According to the MoD, the funeral in Muridke, Pakistan, saw the presence of Lieutenant General Fayyaz Hussain, Major General Rao Imran, and Brigadier Mohammad Furqan of the Pakistan Army, alongside Punjab Inspector General of Police Usman Anwar, Legislator Malik Sohaib Ahmed, and other senior officials. Their attendance, the MoD noted, “highlights the complicity of state actors in sheltering and celebrating global terrorists.”
Scope of Operation Sindoor
Launched in retaliation to the April 22 terror attacks, Operation Sindoor targeted nine terrorist camps across Pakistan-Occupied Jammu & Kashmir (PoJK) and Pakistan itself. In PoJK, the Indian Air Force struck Sawal Nala, Syedna Bilal, Gulpur, Barnala, and Abbas camps. Simultaneously, in Pakistan’s heartland, precision strikes demolished facilities at Bahawalpur, Muridke, Sarjal, and Mehmoona Joya.
The MoD has catalogued 21 identified terrorist training sites in the region—ranging from Maskar-e-Aqsa and Chelabandi to Barali and Dungi—emphasising the scale of terror infrastructure dismantled by the operation.
High-Value Targets Eliminated
Among those killed on May 7 was Khalid Abu Akasha, an LeT operative who facilitated arms smuggling from Afghanistan and had returned to the LeT headquarters in Muridke after operations in Jammu & Kashmir. He was a member of LeT’s Central Committee and closely linked to leaders such as Yahya Mujahid and Qari Yakub Sheikh.

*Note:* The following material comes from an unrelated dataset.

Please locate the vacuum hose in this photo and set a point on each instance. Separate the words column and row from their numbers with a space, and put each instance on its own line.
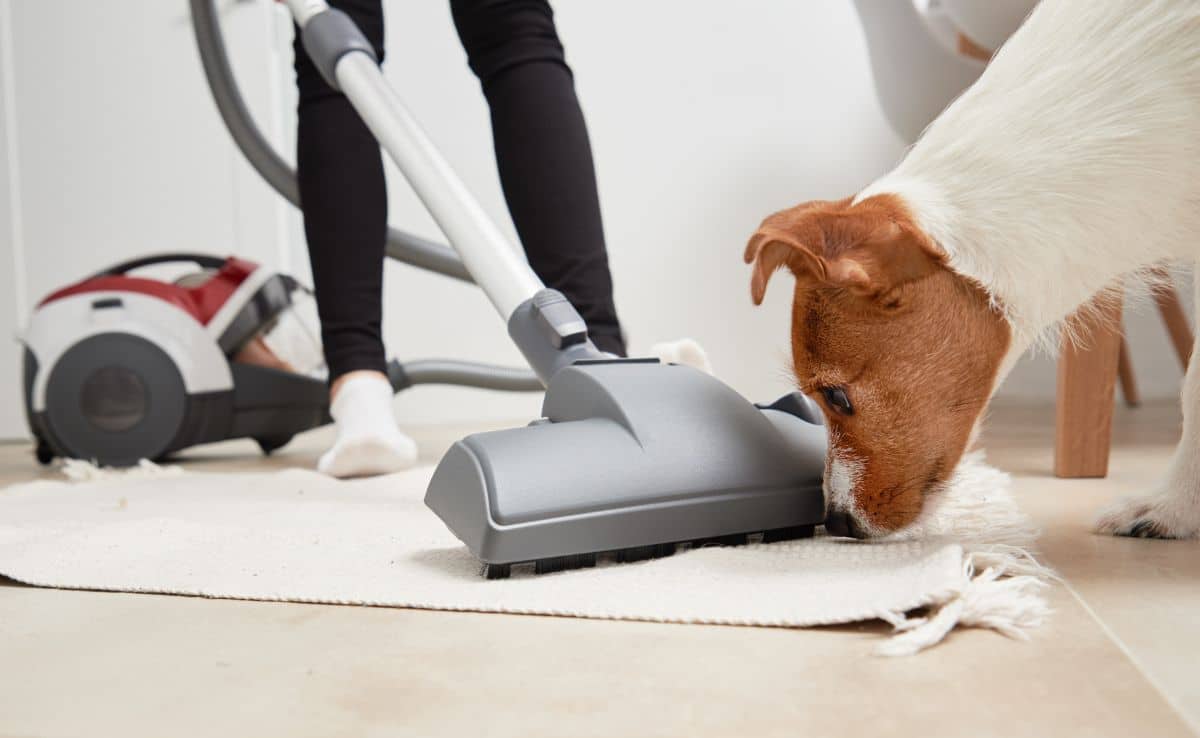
column 401, row 246
column 262, row 156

Another key figure, Mudassir Khadian Khas, oversaw the Muridke camp as security-in-charge for Al-Khidmat Committee chair Hafiz Abdul Rauf and was a son-in-law of militant ideologue Hafiz Saeed. Mohammad Hassan Khan, son of Jaish-e-Mohammad (JeM) PoJK commander Mufti Asghar Khan Kashmiri, and Hafiz Muhammad Jameel, Maulana Masood Azhar’s brother-in-law and Bahawalpur-based JeM Shura member, were also neutralised.
Strategic Implications and Aftermath
In a swift counter to Pakistan’s drone strikes along the western border on May 8–9, India destroyed multiple Pakistani drones at Ramnagar, Naushera, and Miran Sahib, demonstrating robust air-defence readiness. Pakistan’s subsequent retaliation damaged a Gurdwara and a madrasa in Poonch, further heightening tensions.
Rejecting back-channel parleys, India has insisted on direct dialogue between the Directors General of Military Operations (DGMOs) to manage future ceasefire protocols. Foreign Secretary Vikram Misri described the April 25 Pahalgam attack as Pakistan’s “original escalation” and lauded India’s “controlled, precise, measured and non-escalatory” response in Operation Sindoor.